We are animals, but not mere animals. Sometimes we may feed like animals – by which expression I don’t mean gross gobbling, but rather mere satisfaction of the drive to eat. The dog may eat in a leisurely manner sometimes, but we doubt that this is because his experience of eating is then accompanied by delightful or poignant memories and poetic associations; he simply isn’t very hungry. At all times, we must assume, he eats precisely like an animal.
Our eating, however, may be far more than chewing and swallowing food; may be an experience in which the “animal” process is interpenetrated by the pleasures of fellowship, memories of other meals, ambience, visual imagination, the associations of names, and more. Eating becomes an appropriate subject of literary composition.

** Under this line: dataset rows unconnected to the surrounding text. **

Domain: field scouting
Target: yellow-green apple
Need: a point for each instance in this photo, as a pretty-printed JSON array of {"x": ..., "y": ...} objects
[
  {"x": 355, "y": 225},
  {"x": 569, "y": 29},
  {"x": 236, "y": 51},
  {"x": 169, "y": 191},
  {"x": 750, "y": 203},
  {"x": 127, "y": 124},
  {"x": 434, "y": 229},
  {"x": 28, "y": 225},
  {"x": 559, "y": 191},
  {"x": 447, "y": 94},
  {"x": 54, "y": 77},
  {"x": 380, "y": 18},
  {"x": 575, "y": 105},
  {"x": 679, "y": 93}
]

Machen’s “The Gray’s Inn Coffee House,” originally printed in the Spring 1938 issue of Wine and Food, was reprinted in book form in We Shall Eat and Drink Again, edited by Louis Golding and Andre L. Simon (1944). Machen begins by recalling the place where Dickens’s David Copperfield ate when he returned to England from his European tour. “I remember taverns that were like it,” Machen adds. Nowadays, Machen writes regretfully, the beef is probably imported meat, lean, nutritious but flavorless, the pudding too likely to be “a solid and a greasy and a viscous slab, sodden and detestable,” and the potatoes “ugly, stony things,” “green and yellow, in texture wax-like.”
But “in real English beef… the lean is throughout intermingled with fat.” And this good beef should not be baked in an oven but roasted -- turned on a spit and “basted in front of blazing coal fires.” The Yorkshire pudding he remembers is “a dish that seemed to have gone through some great convulsion of nature and emerged triumphant. There were golden plains and valleys all smiling before you; but here and there internal heats had blown the smooth regions into volcanic and mountainous appearances blackened as by hidden fires,” and beneath this crust was “bland delight, fit to mingle with the full flavours of the smoking beef.” The potatoes were baked “in the brown jackets of the yeomanry, huge, stout fellows, which, broken, fall in a dry, white flour on the plate.”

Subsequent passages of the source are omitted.